Transportation of key proteins via extracellular vesicles has been recently implicated in various neurodegenerative disorders, including Parkinson’s disease, as a new mechanism of disease spreading and a new source of biomarkers. Extracellular vesicles likely to be derived from the brain can be isolated from peripheral blood and have been reported to contain higher levels of α-synuclein (α-syn) in Parkinson’s disease patients. However, very little is known about extracellular vesicles in multiple system atrophy, a disease that, like Parkinson’s disease, involves pathological α-syn aggregation, though the process is centred around oligodendrocytes in multiple system atrophy. In this study, a novel immunocapture technology was developed to isolate blood CNPase-positive, oligodendrocyte-derived enriched microvesicles (OEMVs), followed by fluorescent nanoparticle tracking analysis and assessment of α-syn levels contained within the OEMVs. The results demonstrated that the concentrations of OEMVs were significantly lower in multiple system atrophy patients, compared to Parkinson’s disease patients and healthy control subjects.
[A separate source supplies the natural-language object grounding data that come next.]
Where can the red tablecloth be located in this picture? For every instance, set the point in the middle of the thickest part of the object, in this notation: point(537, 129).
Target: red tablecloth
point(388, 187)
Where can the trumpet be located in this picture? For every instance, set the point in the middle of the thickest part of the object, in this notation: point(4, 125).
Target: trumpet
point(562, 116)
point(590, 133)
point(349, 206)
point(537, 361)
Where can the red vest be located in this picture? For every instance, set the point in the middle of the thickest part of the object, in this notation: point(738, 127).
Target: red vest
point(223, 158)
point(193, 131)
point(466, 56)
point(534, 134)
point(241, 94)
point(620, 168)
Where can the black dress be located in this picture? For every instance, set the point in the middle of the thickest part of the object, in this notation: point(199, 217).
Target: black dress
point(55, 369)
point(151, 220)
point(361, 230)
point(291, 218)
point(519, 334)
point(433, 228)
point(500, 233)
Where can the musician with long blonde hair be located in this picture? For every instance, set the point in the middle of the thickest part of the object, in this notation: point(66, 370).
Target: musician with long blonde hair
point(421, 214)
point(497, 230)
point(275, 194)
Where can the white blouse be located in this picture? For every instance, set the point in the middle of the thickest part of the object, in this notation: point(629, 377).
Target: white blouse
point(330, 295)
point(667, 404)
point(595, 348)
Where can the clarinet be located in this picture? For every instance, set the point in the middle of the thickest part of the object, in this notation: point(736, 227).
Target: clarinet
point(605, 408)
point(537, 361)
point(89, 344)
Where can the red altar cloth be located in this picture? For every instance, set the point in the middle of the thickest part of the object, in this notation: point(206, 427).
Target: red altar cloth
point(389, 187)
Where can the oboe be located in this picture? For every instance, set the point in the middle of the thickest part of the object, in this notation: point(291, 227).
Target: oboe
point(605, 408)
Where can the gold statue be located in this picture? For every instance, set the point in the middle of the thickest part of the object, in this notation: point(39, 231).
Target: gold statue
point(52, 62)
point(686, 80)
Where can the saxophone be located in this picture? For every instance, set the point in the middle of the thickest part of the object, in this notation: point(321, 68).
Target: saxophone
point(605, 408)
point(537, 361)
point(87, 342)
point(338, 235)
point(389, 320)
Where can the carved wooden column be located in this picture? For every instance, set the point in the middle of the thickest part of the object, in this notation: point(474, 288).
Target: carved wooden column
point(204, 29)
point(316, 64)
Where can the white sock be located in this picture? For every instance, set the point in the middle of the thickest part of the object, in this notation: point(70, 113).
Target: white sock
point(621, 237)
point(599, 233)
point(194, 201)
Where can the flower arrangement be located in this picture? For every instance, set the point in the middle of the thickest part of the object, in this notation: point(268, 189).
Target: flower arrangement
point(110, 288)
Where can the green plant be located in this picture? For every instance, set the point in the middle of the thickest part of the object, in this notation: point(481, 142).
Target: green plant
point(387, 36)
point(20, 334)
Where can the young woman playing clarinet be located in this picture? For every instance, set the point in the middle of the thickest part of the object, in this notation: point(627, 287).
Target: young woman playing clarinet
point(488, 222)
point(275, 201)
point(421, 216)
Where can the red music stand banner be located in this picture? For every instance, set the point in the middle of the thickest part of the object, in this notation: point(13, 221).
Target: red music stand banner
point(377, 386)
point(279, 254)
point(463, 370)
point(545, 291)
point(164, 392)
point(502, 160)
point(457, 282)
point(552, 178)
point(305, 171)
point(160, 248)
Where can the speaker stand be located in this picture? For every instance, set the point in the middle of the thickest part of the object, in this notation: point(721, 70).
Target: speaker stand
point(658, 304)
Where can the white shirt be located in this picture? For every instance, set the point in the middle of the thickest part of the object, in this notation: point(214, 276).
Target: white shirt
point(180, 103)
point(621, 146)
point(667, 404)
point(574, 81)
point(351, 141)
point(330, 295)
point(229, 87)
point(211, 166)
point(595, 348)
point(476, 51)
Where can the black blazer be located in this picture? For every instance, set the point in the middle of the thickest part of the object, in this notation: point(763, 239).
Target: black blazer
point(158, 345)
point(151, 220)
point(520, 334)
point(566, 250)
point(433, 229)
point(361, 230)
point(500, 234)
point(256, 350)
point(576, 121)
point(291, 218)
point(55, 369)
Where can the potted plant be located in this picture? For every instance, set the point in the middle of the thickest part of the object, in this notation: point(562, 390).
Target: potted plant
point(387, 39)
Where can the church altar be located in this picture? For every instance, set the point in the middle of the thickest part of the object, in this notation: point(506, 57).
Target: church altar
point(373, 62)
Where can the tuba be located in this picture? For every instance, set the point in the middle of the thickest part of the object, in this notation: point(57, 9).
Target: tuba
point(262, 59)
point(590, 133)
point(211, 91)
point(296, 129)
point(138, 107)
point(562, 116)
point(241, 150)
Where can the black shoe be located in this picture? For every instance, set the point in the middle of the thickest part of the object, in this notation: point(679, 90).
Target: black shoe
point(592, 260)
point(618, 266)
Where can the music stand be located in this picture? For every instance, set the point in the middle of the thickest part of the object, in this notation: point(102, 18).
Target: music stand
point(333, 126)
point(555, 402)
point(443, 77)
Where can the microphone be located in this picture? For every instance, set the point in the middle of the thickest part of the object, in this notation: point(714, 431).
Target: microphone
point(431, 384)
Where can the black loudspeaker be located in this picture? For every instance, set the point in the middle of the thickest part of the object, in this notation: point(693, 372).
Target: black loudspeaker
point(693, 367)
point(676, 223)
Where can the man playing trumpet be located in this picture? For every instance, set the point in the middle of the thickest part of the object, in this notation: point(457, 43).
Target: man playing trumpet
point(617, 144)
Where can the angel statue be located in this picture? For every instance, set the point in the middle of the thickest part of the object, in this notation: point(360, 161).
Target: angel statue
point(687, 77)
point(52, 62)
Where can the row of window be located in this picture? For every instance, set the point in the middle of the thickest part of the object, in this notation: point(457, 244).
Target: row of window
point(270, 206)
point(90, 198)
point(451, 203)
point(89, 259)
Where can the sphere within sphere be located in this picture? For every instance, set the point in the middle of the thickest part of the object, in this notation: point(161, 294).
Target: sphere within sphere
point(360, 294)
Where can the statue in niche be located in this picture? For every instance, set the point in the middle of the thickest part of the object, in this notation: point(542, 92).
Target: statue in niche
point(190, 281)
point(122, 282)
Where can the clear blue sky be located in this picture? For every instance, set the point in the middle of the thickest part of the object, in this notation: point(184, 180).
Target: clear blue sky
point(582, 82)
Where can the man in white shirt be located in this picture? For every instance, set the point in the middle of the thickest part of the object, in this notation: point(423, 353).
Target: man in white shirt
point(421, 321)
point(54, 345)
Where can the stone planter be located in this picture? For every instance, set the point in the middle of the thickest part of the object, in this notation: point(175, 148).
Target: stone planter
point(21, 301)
It is also noted that the population of OEMVs involved was mainly in the size range closer to that of exosomes, and that the average α-syn concentrations (per vesicle) contained in these OEMVs were not significantly different among the three groups. The phenomenon of reduced OEMVs was again observed in a transgenic mouse model of multiple system atrophy and in primary oligodendrocyte cultures, and the mechanism involved was likely related, at least in part, to an α-syn-mediated interference in the interaction between syntaxin 4 and VAMP2, leading to the dysfunction of the SNARE complex. These results suggest that reduced OEMVs could be an important mechanism related to pathological α-syn aggregation in oligodendrocytes, and the OEMVs found in peripheral blood could be further explored for their potential as multiple system atrophy biomarkers.

中文翻译：

---

多系统萎缩中少突胶质细胞外泌体分泌的减少涉及圈套功能障碍。

近来，关键蛋白通过细胞外小泡的运输与各种神经退行性疾病有关，包括帕金森氏病，是疾病传播的新机制和新的生物标志物来源。可以从外周血中分离出可能源自大脑的细胞外囊泡，据报道在帕金森氏病患者中其细胞中的α-突触核蛋白（α-syn）含量较高。然而，对多系统萎缩中的细胞外囊泡了解甚少，这种疾病与帕金森氏病一样，涉及病理性α-syn聚集，尽管该过程以多系统萎缩中的少突胶质细胞为中心。在这项研究中，开发了一种新型的免疫捕获技术来分离血液中CNPase阳性，少突胶质细胞衍生的富集微泡（OEMV），然后进行荧光纳米颗粒跟踪分析并评估OEMV中所含的α-syn水平。结果表明，与帕金森氏病患者和健康对照组相比，多系统萎缩患者的OEMV浓度显着降低。还应注意，所涉及的OEMV种群的大小范围主要接近外泌体，并且这些OEMV中所含的平均α-syn浓度（每囊泡）在三组之间没有显着差异。在多系统萎缩的转基因小鼠模型和原代少突胶质细胞培养物中再次观察到OEMV减少的现象，并且所涉及的机制可能至少部分与α-syn介导的syntaxin 4之间相互作用的干扰有关。和VAMP2，导致SNARE复合体功能障碍。这些结果表明，降低的OEMVs可能是与少突胶质细胞中病理性α-syn聚集有关的重要机制，并且可以进一步探索在外周血中发现的OEMVs作为多种系统萎缩生物标志物的潜力。